Wednesday, September 15, 2010
A sad story, or why wheat isn't always good for chooks...
You can see the bluish comb on my poor Malay boy. He had a bit of a cough he couldn't get rid of.
I had started out with the best of intentions: to make my own feed using as much info as I could research.
I looked up every vitamin a chook needs, and came up with a recipe including the right amounts of wheat, corn, lupins, lucerne, flax, sunflower, soy, seaweed meal and meat meal, with shell grit for the layers and dolomite for other minerals. I really did some maths... And then for months I fed my growers and adult birds a diet based on the above.
But things started to go awry. A few birds caught a respiratory disease that should have passed in a couple of weeks at most. But none of them got over it at all. In fact, over a period of 4 months, all my birds gradually grew worse and worse! My growers stopped growing. All had a gurgly rattle. The vet told me they had chronic respiratory disease caused by a germ (mycoplasma gallisepticum) combined with a 'chronic stress factor'.
So I began hunting for this 'chronic stress factor'. All the sheds and tractors were clean, and all the water containers kept scrubbed. Food, as far as I knew, was fresh (all my grains were fed as living sprouts).
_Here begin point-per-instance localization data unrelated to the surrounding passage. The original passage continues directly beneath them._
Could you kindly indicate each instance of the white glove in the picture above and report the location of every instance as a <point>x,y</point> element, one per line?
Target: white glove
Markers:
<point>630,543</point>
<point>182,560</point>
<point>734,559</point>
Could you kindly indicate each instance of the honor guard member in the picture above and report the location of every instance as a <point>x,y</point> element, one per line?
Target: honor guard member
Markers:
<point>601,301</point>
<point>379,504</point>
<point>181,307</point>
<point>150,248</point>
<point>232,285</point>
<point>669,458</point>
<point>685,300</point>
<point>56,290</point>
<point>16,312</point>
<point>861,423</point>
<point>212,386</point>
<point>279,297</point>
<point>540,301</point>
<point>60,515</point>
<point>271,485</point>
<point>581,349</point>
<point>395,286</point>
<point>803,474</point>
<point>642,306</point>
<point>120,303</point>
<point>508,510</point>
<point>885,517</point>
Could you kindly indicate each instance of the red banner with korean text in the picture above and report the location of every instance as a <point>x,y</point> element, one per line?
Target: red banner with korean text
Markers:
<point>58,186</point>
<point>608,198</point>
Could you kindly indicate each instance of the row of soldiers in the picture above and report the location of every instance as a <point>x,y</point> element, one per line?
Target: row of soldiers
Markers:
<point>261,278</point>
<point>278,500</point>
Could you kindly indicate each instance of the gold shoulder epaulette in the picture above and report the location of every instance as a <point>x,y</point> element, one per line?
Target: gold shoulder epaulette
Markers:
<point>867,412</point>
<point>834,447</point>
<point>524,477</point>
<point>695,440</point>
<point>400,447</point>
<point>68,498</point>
There were rats visiting, but not in huge numbers, and I never let feed get mouldy or lie around.
Then one day I went to shift the wheat to a new bin, and found a huge bolus of caked mould in the base of the feed bin. None of the wheat above the mound seemed in any way affected, and it all sprouted readily. But there it was: mould toxins.
I googled 'aflatoxin' and other toxins all day, and what I saw made me feel positively sick. All those months, I'd been feeding my birds a substance that was lowering their immunity! Not only that, but I post mortemed a few birds and found evidence of liver enlargement and organ pallor, other signs of long term ingesting of toxins.
It was a shame to stop feeding the sprout diet, but I've since had no similar problems in any of my birds, and unfortunately given storage issues I'm afraid I have to stick with commercial feed for the time being. But since pellets disgust me (and the birds), this is currently one of the grain layer mixes (with pellets included). So far, so good.
It's a lesson in the way the best of intentions (such as 'give them a natural diet') can go awry!